Certain Git behaviors do differentiate between them in ways that this recommendation is useful e.g.:

  • annotated tags can contain a message, creator, and date different than the commit they point to. So you could use them to describe a release without making a release commit.

    Lightweight tags don't have that extra information, and don't need it, since you are only going to use it yourself to develop.

  • git push --follow-tags will only push annotated tags
  • git describe without command line options only sees annotated tags

man git-tag says:

Annotated tags are meant for release while lightweight tags are meant for private or temporary object labels.

Internals differences

  • both lightweight and annotated tags are a file under .git/refs/tags that contains a SHA-1

  • for lightweight tags, the SHA-1 points directly to a commit:

    git tag light
    cat .git/refs/tags/light
    

    prints the same as the HEAD's SHA-1.

    So no wonder they cannot contain any other metadata.

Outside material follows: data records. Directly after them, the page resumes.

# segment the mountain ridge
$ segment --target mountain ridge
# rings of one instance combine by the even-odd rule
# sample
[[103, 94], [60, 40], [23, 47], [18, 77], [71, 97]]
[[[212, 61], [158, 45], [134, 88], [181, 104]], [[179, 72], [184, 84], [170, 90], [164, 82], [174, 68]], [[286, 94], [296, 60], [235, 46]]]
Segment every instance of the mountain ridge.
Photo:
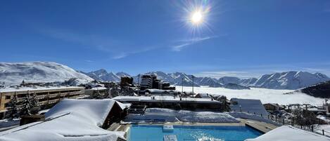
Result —
[[[124, 73], [124, 72], [122, 72]], [[127, 73], [125, 73], [128, 74]], [[160, 79], [170, 82], [172, 85], [191, 86], [193, 75], [184, 72], [165, 73], [161, 71], [149, 72], [146, 74], [156, 74]], [[88, 73], [86, 74], [88, 75]], [[129, 75], [129, 74], [128, 74]], [[129, 75], [129, 76], [132, 76]], [[137, 83], [137, 76], [132, 76]], [[118, 76], [120, 78], [120, 76]], [[108, 81], [116, 81], [118, 79]], [[321, 73], [310, 73], [301, 71], [289, 71], [264, 74], [259, 78], [239, 79], [234, 76], [224, 76], [220, 79], [194, 76], [194, 86], [206, 86], [209, 87], [233, 88], [233, 89], [248, 89], [249, 87], [271, 89], [296, 90], [313, 84], [326, 81], [330, 79]], [[104, 80], [103, 80], [104, 81]], [[182, 83], [183, 82], [183, 83]]]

  • annotated tags point to a tag object in the object database.

    git tag -as -m msg annot
    cat .git/refs/tags/annot
    

    contains the SHA of the annotated tag object:

    c1d7720e99f9dd1d1c8aee625fd6ce09b3a81fef
    

    and then we can get its content with:

    git cat-file -p c1d7720e99f9dd1d1c8aee625fd6ce09b3a81fef
    

    sample output:

    object 4284c41353e51a07e4ed4192ad2e9eaada9c059f
    type commit
    tag annot
    tagger Ciro Santilli <[email protected]> 1411478848 +0200
    
    msg
    -----BEGIN PGP SIGNATURE-----
    Version: GnuPG v1.4.11 (GNU/Linux)
    
    <YOUR PGP SIGNATURE>
    -----END PGP SIGNAT
    

    And this is how it contains extra metadata. As we can see from the output, the metadata fields are:

    • the object it points to
    • the type of object it points to. Yes, tag objects can point to any other type of object like blobs, not just commits.
    • the name of the tag
    • tagger identity and timestamp
    • message. Note how the PGP signature is just appended to the message

    A more detailed analysis of the format is present at: What is the format of a git tag object and how to calculate its SHA?

Bonuses

  • Determine if a tag is annotated:

    git cat-file -t tag
    

    Outputs commit for lightweight, tag for annotated.

  • List only lightweight tags: How can I list all lightweight tags?